Demi Kemuliaan Allah yang Lebih Besar

Rabu, 30 September 2020 – Peringatan Wajib Santo Hieronimus

161

Lukas 9:57-62

Ketika Yesus dan murid-murid-Nya melanjutkan perjalanan mereka, berkatalah seorang di tengah jalan kepada Yesus: “Aku akan mengikut Engkau, ke mana saja Engkau pergi.” Yesus berkata kepadanya: “Serigala mempunyai liang dan burung mempunyai sarang, tetapi Anak Manusia tidak mempunyai tempat untuk meletakkan kepala-Nya.” Lalu Ia berkata kepada seorang lain: “Ikutlah Aku!” Tetapi orang itu berkata: “Izinkanlah aku pergi dahulu menguburkan bapaku.” Tetapi Yesus berkata kepadanya: “Biarlah orang mati menguburkan orang mati; tetapi engkau, pergilah dan beritakanlah Kerajaan Allah di mana-mana.”

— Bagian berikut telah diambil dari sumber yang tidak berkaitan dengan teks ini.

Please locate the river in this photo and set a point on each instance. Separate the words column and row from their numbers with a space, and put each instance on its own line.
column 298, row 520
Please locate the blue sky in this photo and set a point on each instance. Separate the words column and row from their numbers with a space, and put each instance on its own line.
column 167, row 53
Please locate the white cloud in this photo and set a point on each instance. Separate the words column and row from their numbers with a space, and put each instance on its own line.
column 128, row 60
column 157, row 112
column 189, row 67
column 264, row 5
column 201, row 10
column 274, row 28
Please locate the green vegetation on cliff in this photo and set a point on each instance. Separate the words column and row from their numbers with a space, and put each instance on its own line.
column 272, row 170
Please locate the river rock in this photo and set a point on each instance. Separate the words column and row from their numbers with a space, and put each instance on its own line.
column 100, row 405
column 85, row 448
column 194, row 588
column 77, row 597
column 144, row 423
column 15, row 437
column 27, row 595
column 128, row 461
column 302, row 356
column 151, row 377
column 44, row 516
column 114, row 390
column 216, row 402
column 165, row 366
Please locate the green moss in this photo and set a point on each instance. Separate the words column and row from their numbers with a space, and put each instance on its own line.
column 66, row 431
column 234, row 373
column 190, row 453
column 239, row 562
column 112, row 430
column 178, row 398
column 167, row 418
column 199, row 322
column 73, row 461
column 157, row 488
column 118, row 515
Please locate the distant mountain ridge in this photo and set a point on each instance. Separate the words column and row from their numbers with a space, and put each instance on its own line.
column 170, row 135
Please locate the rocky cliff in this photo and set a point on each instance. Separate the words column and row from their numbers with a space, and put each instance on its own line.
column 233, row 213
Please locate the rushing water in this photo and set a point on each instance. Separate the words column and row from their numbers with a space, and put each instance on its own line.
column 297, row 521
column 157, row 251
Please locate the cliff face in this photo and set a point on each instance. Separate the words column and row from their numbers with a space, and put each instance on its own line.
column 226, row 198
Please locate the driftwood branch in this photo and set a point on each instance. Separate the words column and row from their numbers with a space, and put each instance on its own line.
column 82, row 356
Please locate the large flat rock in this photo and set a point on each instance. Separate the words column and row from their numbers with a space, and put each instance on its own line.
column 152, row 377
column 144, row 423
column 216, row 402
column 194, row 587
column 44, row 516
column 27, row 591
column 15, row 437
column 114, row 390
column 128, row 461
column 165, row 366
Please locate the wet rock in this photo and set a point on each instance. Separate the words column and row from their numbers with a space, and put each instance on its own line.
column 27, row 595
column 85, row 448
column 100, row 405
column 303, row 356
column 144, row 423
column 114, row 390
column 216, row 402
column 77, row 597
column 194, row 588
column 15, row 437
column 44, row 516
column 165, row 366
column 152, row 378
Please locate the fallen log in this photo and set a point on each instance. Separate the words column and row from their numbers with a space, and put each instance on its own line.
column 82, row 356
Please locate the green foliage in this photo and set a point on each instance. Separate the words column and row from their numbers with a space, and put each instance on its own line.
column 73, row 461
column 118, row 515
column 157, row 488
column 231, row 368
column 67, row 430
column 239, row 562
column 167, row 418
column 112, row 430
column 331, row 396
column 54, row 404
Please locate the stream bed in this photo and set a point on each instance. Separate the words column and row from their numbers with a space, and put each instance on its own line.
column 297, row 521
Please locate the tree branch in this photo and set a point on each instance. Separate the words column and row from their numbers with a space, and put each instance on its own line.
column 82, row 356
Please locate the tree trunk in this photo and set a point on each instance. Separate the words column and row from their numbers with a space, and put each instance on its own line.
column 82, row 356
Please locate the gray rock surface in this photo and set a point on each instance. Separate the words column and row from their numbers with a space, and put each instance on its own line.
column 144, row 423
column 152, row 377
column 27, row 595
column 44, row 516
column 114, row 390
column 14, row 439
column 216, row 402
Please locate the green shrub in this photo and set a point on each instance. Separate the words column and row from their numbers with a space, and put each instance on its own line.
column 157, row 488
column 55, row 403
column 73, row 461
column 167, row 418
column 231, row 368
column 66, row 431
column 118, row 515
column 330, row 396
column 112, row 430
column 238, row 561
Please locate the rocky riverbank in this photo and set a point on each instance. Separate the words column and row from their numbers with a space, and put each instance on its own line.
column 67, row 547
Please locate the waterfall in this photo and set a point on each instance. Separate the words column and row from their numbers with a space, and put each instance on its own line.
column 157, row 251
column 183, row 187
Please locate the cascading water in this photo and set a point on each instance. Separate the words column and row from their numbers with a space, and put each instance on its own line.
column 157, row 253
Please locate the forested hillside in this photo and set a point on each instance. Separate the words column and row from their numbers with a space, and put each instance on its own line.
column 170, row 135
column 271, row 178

Dan seorang lain lagi berkata: “Aku akan mengikut Engkau, Tuhan, tetapi izinkanlah aku pamitan dahulu dengan keluargaku.” Tetapi Yesus berkata: “Setiap orang yang siap untuk membajak tetapi menoleh ke belakang, tidak layak untuk Kerajaan Allah.”

***

Yang paling penting dalam hidup Yesus adalah taat kepada Bapa dan hidup terus-menerus di hadirat-Nya. Dengan cara demikian, menjadi jelas bagi-Nya apa sebenarnya yang menjadi tugas pengutusan-Nya sehubungan dengan umat manusia.

Mungkin kita harus selalu mengingatkan diri kita sendiri bahwa “hukum yang pertama” menuntut kita untuk mencintai Allah dengan segenap hati, jiwa, dan pikiran kita. Apakah kita memang percaya akan hal itu? Tampaknya banyak orang hidup seolah-olah harus memberi kepada sesama segenap hati, jiwa, dan pikiran mereka, sambil berusaha agar tidak melupakan Allah. Sekurang-kurangnya banyak orang merasa bahwa perhatian mereka harus terbagi rata antara Allah dan sesama.

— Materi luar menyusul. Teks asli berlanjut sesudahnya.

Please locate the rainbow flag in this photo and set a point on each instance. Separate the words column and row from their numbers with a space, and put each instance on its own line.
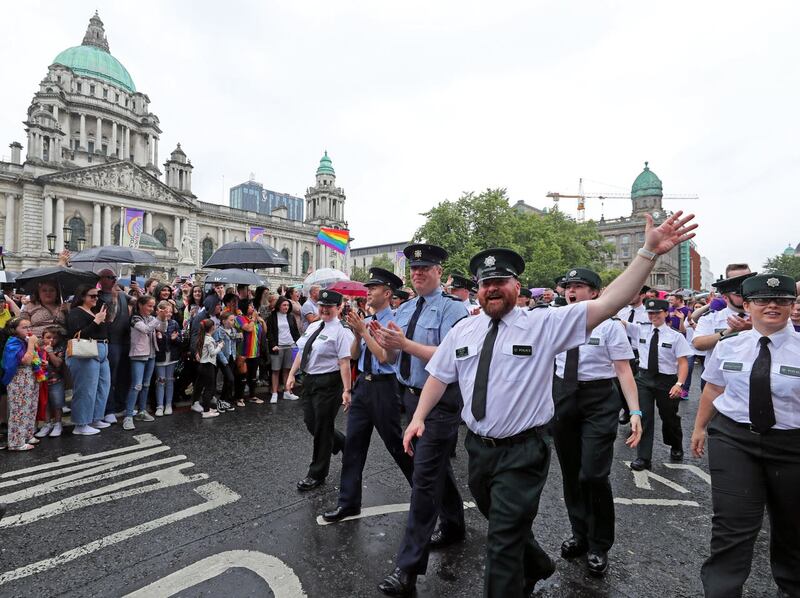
column 334, row 238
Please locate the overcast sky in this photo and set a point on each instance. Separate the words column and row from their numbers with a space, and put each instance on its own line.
column 419, row 101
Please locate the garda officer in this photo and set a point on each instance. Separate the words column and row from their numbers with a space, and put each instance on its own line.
column 663, row 367
column 751, row 408
column 585, row 425
column 420, row 326
column 502, row 361
column 324, row 357
column 376, row 403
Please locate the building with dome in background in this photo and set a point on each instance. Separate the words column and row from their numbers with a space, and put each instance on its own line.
column 93, row 150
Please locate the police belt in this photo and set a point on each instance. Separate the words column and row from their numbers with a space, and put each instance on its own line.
column 509, row 440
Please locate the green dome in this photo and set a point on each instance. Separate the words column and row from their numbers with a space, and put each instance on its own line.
column 91, row 61
column 325, row 166
column 647, row 184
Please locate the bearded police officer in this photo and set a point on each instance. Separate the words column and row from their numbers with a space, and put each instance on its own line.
column 420, row 326
column 751, row 406
column 502, row 360
column 585, row 425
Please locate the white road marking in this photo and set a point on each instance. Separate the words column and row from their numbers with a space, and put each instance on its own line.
column 215, row 494
column 381, row 510
column 281, row 579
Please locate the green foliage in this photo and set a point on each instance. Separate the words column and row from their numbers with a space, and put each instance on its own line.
column 550, row 243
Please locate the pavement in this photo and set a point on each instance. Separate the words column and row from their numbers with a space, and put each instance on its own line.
column 189, row 507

Namun, tuntutan Yesus jauh lebih tegas. Ia menuntut agar kita mengikatkan diri kepada Allah – dan hanya kepada Dia saja – dengan sepenuh hati. Allah menuntut segenap hati, pikiran, dan jiwa kita. Kasih kepada Allah yang tidak tanggung-tanggung inilah yang melahirkan perhatian kepada sesama. Dalam diri Allah, kita berjumpa dengan sesama kita dan menyadari tanggung jawab kita terhadap mereka. Kita bahkan dapat berkata bahwa hanya dalam Allah, sesama kita sungguh menjadi sesama, alih-alih sebagai pengganggu kemerdekaan kita. Hanya dalam dan melalui Allah, pelayanan terhadap sesama menjadi sungguh mungkin.

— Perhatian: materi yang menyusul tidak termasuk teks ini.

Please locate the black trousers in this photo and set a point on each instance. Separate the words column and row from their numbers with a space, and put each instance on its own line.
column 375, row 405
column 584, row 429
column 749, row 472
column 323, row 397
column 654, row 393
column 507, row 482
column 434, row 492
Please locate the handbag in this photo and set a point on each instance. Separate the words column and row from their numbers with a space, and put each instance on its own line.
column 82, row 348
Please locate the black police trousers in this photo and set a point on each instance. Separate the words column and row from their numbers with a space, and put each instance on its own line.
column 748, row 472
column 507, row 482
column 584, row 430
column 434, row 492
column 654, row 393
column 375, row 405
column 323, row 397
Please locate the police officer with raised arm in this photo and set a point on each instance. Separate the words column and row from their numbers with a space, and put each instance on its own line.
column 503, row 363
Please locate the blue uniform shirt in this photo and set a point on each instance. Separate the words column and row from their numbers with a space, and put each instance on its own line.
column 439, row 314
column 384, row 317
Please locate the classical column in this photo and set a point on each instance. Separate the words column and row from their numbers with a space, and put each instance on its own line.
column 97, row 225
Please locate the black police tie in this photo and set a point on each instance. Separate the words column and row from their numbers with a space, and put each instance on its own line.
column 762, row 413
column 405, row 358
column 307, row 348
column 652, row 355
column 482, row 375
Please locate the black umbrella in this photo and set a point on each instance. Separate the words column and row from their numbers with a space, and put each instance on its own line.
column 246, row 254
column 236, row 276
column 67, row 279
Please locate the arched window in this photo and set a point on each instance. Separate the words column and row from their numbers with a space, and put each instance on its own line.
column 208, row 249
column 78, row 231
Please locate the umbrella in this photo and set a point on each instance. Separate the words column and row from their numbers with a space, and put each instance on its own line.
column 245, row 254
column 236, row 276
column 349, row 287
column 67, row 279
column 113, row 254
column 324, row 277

Marilah kita berdoa: “Tuhan, barangsiapa ingin mengabdi-Mu harus mengikuti-Mu, dan abdi-Mu akan selalu berada di mana pun Engkau sendiri berada. Dia yang mengabdi-Mu akan dimuliakan oleh Bapa-Mu.”

Diolah dari Henri J.M. Nouwen, Tuhan Tuntunlah Aku (Yogyakarta: Kanisius, 1994).